L’équité et la situation économique respective des parties justifient qu’il ne soit pas fait application de l’article 700 du code de procédure civile pour les frais en cause d’appel.
PAR CES MOTIFS
La cour,
Statuant contradictoirement et publiquement par mise à disposition au greffe, les parties ayant été préalablement avisées dans les conditions de l’article 450 du code de procédure civile;
Dans la limite de la dévolution,
Confirme le jugement déféré en ce qu’il a requalifié le contrat de travail liant les parties en un contrat à durée indéterminée, à l’exception du point de départ du dit contrat
Confirme le jugement déféré en ce qu’il a rejeté les demandes indemnitaires au titre du préjudice moral, de l’absence de visite médicale d’embauche et de l’exécution déloyale du contrat de travail
Infirme le jugement déféré pour le surplus
Statuant à nouveau sur les chefs infirmés et y ajoutant
Requalifie la relation de travail entre M. [F] [U] et la société Services Agricoles en un contrat de travail à durée indéterminée à compter du 1er février 2018
Fixe la créance de M. [F] [U] au passif de la liquidation judiciaire de la SAS Services Agricoles, aux sommes suivantes:
* 1 539, 45 euros à titre d’indemnité de requalification
* 7 691, 25 euros à titre de rappel de salaires pour la période de septembre 2019 à janvier 2020 inclus
* 500 euros de dommages-intérêts en réparation du préjudice résultant du retard de paiement
* 9 236,70 euros d’indemnité au titre du travail dissimulé.

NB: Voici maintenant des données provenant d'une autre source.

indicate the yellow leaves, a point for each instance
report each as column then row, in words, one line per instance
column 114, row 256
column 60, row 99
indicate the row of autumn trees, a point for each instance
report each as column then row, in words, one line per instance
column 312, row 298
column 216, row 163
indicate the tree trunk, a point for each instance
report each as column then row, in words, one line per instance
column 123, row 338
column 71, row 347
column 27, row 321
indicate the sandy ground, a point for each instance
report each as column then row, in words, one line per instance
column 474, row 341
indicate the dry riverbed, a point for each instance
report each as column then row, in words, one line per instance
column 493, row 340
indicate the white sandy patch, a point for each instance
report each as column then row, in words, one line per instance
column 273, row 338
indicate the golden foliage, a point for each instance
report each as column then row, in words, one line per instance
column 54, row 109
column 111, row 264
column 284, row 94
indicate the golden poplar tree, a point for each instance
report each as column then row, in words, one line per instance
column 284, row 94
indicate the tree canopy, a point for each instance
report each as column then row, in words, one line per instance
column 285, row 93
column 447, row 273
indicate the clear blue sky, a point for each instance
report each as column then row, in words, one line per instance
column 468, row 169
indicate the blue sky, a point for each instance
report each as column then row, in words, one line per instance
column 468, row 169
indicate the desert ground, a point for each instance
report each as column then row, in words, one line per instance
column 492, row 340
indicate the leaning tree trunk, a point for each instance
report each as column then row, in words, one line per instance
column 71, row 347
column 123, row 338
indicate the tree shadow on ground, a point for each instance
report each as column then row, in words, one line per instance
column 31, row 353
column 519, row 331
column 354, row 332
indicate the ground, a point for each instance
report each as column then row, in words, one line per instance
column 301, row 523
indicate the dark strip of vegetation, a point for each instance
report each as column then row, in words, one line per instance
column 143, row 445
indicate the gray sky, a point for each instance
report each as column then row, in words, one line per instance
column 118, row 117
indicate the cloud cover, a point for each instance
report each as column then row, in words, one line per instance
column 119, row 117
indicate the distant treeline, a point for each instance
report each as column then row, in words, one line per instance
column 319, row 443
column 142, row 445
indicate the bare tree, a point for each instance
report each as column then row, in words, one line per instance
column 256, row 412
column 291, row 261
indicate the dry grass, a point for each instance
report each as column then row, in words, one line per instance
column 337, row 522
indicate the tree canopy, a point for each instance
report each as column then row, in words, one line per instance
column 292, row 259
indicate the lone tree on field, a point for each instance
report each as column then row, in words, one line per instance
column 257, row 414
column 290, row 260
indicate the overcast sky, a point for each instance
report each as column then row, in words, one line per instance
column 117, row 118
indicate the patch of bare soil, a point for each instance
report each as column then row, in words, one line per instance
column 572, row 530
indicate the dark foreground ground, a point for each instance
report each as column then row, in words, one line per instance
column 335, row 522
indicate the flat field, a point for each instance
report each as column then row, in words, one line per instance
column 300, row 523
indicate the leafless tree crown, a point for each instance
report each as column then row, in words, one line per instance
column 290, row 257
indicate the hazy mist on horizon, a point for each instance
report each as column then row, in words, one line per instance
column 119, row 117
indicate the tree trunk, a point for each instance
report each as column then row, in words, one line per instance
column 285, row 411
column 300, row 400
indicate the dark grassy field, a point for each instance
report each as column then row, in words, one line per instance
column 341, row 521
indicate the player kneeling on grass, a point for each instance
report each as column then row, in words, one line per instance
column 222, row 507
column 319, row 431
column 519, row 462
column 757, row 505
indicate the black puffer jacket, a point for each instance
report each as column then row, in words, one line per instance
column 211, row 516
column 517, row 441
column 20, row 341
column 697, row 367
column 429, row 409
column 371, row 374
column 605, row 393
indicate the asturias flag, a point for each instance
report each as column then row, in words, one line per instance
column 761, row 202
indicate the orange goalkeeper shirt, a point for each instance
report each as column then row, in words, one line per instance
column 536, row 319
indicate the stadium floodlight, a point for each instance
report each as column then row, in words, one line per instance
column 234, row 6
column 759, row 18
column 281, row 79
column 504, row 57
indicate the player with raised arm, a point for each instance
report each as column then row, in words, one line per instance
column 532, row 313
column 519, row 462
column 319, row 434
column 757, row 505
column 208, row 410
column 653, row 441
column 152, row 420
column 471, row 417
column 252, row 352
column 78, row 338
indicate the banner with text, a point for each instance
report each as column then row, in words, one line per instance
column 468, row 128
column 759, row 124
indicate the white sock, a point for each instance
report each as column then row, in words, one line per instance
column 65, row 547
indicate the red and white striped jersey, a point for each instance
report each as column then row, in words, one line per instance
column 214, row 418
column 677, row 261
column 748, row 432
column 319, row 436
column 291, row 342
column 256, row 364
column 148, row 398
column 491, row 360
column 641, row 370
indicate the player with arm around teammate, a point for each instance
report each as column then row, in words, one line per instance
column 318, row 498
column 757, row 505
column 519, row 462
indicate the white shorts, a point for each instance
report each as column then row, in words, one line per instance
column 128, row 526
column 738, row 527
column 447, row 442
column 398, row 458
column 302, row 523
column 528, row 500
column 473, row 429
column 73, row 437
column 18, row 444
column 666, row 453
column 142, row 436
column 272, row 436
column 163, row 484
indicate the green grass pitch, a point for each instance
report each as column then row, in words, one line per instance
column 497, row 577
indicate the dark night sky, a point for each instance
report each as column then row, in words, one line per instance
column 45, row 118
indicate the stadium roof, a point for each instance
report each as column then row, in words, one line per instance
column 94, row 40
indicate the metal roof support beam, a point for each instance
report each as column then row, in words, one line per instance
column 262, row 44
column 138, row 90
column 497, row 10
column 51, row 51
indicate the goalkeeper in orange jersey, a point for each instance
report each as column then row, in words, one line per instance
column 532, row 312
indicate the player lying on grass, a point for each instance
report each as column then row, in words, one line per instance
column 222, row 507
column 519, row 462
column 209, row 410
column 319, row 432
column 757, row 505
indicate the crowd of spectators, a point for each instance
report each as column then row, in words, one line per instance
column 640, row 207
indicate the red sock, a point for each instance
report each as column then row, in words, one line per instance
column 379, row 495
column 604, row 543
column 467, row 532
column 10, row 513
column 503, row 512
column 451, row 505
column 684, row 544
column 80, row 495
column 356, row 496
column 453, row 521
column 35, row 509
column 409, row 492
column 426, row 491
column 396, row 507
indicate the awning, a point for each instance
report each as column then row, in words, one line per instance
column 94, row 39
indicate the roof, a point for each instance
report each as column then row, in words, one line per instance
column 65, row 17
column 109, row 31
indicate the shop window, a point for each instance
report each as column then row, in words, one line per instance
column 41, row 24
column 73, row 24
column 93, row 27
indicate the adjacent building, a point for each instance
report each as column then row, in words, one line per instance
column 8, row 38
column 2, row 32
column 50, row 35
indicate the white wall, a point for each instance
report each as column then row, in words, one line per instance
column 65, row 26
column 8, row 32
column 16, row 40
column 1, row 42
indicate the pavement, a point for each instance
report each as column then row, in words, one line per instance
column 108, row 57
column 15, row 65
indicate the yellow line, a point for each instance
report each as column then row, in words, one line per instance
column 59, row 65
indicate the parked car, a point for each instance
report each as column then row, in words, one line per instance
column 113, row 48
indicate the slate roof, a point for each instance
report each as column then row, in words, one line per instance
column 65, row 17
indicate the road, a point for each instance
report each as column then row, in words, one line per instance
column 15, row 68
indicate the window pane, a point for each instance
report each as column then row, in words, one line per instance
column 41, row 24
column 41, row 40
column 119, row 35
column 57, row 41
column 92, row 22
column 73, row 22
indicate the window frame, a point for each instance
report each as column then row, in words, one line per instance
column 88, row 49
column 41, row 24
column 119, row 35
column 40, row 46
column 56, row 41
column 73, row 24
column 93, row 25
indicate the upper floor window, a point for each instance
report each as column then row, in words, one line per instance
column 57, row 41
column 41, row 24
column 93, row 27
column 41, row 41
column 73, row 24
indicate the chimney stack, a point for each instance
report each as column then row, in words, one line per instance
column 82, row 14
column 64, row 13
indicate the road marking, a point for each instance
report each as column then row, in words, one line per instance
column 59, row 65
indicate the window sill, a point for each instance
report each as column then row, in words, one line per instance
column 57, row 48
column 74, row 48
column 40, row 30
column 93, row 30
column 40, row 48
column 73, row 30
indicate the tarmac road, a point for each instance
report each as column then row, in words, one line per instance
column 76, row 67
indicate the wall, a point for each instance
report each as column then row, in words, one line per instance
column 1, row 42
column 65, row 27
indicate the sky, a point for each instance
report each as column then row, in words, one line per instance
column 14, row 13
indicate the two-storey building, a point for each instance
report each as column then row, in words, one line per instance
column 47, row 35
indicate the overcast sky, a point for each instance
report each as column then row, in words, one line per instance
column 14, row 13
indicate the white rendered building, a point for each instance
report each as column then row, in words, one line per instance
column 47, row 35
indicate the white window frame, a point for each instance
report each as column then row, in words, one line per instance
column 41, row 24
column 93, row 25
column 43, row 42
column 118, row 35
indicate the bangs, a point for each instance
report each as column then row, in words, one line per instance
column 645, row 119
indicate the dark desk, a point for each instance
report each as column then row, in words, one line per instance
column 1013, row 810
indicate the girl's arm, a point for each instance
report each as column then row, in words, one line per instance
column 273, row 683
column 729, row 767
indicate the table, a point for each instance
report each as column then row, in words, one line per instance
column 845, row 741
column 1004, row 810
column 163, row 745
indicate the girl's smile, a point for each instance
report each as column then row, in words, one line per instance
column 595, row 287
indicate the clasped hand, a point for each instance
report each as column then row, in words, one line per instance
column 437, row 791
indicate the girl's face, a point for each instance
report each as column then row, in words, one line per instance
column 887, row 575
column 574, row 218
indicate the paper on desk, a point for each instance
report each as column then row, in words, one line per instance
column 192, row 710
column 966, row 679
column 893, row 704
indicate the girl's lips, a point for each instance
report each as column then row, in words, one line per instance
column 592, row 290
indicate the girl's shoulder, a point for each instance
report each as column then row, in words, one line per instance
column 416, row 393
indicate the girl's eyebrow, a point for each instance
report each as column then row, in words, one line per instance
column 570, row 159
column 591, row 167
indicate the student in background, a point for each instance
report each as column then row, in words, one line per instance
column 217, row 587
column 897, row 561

* 3 078, 90 euros à titre d’indemnité de préavis
* 4 618, 35 euros de dommages-intérêts au titre de la perte de l’emploi
Ordonne à la Selarl Etude balincourt, es qualités, de remettre à M. [U] une bulletin de salaire récapitulant les sommes restant dues
Dit que le CGEA AGS ne devra procéder à l’avance des créances visées aux articles L 3253-6 et L 3253-8 du code du travail que dans les termes et les conditions résultant des dispositions des articles L 3253-19, 20 et 21 et L 3253-17 du code du travail
Dit que l’obligation de l’AGS CGEA de faire l’avance de la somme à laquelle serait évalué le montant total des créances garanties, compte tenu du plafond applicable, ne pourra s’exécuter que sur présentation d’un relevé par le Mandataire Judiciaire et justification par celui-ci de l’absence de fonds disponibles entre ses mains pour procéder à leur paiement.
Dit n’y avoir lieu à application des dispositions de l’article 700 du code de procédure civile
Condamne la Selarl Etude Balincourt, es qualités, aux dépens de première instance et de l’appel.
Arrêt signé par la présidente et par la greffière.